Dipyridamole versus verapamil for treatment of no‐reflow during primary angioplasty

Abstract

No previous study has assessed the possible role of dipyridamole for treatment of no-reflow during acute myocardial infarction (AMI). Forty-six consecutive patients (age 64 ± 13 years, 37 men) with no reflow during primary percutaneous coronary intervention were randomized to initial treatment with either dipyridamole (0.56 mg/kg i.c.) or verapamil (1 mg i.c.). Patients with unsuccessful response to the first drug were then switched to the second one (from dipyridamole to verapamil and vice versa).
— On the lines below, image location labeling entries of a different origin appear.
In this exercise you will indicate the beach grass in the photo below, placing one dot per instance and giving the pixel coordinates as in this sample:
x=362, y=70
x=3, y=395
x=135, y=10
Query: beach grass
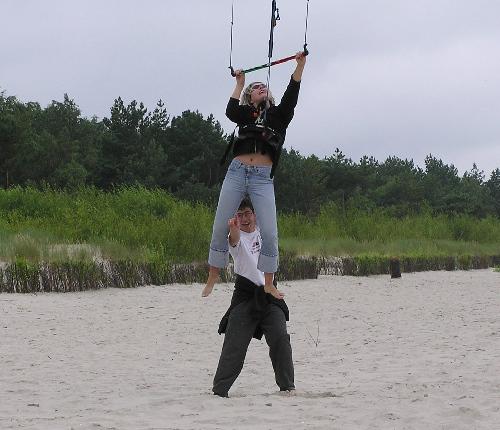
x=144, y=235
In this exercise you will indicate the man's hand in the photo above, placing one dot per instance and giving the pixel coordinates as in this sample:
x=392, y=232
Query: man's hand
x=240, y=78
x=300, y=57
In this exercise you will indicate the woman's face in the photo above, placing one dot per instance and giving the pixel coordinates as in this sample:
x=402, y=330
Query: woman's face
x=258, y=93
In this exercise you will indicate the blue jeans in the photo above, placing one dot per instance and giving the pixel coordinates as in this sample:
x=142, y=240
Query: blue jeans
x=254, y=181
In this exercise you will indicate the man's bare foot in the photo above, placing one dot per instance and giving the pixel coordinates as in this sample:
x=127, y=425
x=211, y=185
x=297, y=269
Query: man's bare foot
x=207, y=290
x=288, y=393
x=271, y=289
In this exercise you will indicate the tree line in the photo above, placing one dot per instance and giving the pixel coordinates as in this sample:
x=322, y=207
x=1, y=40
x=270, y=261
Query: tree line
x=57, y=147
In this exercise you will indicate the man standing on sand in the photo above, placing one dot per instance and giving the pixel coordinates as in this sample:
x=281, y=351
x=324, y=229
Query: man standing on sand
x=252, y=312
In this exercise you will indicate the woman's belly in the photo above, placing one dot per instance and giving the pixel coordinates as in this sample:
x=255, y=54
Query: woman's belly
x=255, y=159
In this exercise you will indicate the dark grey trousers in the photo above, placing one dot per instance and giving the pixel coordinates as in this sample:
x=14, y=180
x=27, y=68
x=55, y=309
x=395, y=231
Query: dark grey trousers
x=239, y=332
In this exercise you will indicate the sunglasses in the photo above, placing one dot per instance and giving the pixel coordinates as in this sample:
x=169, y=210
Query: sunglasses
x=258, y=87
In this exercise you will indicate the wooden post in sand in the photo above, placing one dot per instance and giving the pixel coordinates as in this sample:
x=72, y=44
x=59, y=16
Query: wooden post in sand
x=395, y=268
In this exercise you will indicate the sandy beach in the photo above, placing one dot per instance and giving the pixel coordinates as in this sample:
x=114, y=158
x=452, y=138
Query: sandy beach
x=421, y=352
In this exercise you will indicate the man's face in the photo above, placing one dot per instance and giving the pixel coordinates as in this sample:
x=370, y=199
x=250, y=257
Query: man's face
x=246, y=218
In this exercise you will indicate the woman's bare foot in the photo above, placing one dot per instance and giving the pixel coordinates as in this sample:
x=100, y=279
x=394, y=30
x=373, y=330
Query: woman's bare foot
x=271, y=289
x=213, y=275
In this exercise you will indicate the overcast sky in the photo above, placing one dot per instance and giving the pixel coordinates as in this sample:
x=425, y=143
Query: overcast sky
x=384, y=77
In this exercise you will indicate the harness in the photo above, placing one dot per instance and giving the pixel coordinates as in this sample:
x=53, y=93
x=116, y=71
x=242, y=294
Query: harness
x=254, y=138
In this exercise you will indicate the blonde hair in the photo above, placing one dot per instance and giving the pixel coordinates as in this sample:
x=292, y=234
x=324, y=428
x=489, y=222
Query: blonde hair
x=246, y=96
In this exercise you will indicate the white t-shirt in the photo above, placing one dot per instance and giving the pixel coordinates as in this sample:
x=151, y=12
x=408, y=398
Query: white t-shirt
x=246, y=255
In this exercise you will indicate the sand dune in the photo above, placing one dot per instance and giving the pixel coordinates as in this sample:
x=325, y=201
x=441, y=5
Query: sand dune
x=422, y=352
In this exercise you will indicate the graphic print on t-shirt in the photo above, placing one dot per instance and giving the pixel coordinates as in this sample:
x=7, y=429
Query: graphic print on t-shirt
x=255, y=247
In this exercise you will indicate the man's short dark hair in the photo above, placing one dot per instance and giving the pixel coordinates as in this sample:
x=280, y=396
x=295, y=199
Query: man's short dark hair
x=246, y=203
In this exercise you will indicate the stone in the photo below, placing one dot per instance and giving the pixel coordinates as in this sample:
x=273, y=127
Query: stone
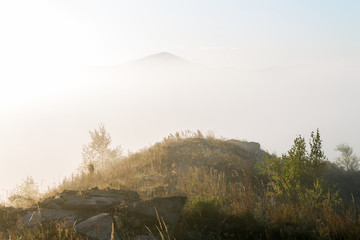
x=94, y=212
x=98, y=227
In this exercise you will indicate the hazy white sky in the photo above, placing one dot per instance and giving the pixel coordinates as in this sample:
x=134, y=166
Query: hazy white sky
x=43, y=44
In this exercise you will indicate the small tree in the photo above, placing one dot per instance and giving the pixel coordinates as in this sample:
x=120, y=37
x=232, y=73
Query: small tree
x=26, y=194
x=98, y=153
x=347, y=160
x=295, y=173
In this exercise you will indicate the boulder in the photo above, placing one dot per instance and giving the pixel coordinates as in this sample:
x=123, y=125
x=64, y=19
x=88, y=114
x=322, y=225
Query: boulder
x=99, y=213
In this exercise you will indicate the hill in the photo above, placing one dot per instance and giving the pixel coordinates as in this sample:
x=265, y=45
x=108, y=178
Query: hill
x=227, y=195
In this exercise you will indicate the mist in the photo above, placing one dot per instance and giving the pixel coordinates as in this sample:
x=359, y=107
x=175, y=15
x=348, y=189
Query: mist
x=144, y=100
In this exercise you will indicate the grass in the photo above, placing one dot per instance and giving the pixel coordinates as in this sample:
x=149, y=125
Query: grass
x=227, y=199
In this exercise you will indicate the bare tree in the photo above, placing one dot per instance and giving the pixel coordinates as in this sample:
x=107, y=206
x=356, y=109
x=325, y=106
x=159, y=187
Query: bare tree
x=98, y=153
x=347, y=160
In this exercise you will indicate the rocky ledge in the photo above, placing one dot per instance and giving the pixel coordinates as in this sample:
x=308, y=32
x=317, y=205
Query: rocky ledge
x=99, y=213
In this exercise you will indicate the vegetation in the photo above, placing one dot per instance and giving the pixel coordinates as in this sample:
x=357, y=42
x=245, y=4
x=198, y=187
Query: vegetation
x=235, y=190
x=347, y=160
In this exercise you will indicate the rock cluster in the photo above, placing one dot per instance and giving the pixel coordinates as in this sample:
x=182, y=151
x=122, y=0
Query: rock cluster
x=99, y=213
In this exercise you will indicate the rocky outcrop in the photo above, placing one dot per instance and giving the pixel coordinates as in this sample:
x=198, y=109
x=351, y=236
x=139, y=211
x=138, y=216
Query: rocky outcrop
x=99, y=213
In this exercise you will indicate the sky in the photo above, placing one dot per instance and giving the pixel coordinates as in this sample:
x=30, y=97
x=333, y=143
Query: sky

Angiographic end-points were similar in the two groups: TIMI flow was 2.9 ± 0.3 versus 2.8 ± 0.4 (P = 0.28), corrected TIMI frame count (cTFC) 26.4 ± 8.8 versus 31.6 ± 11.4 (P = 0.14) and TIMI myocardial perfusion grade (TMPG) 2.1 ± 1.2 versus 1.7 ± 1.2 (P = 0.12) in dipydidamole and verapamil group, respectively. Optimal myocardial perfusion (TMPG-3) was achieved by 56% of patients with dipyridamole and 39% with verapamil (P = 0.38). In patients with persistent no-reflow administration of dipyridamole on top of verapamil resulted in a significant further improvement of cTFC (from 31.6 ± 11.4 to 24.6 ± 5.7 P = 0.009) and of TMPG (from 1.7 ± 1.2 to 2.6 ± 0.7, P = 0.007). Conversely, verapamil did not induce a significant improvement in coronary flow (cTFC changed from 26.4 ± 8.8 to 24.5 ± 8.5, P = 0.28 and TMPG from 2.1 ± 1.2 to 2.4 ± 1.2, P = 0.13). There were no significant side effects induced by dipyridamole, while verapamil caused AV block in 9% of cases. Dipyridamole is a safe and effective first-line drug for treatment of no-reflow. Dipyridamole can also be successfully used in patients with incomplete response to verapamil.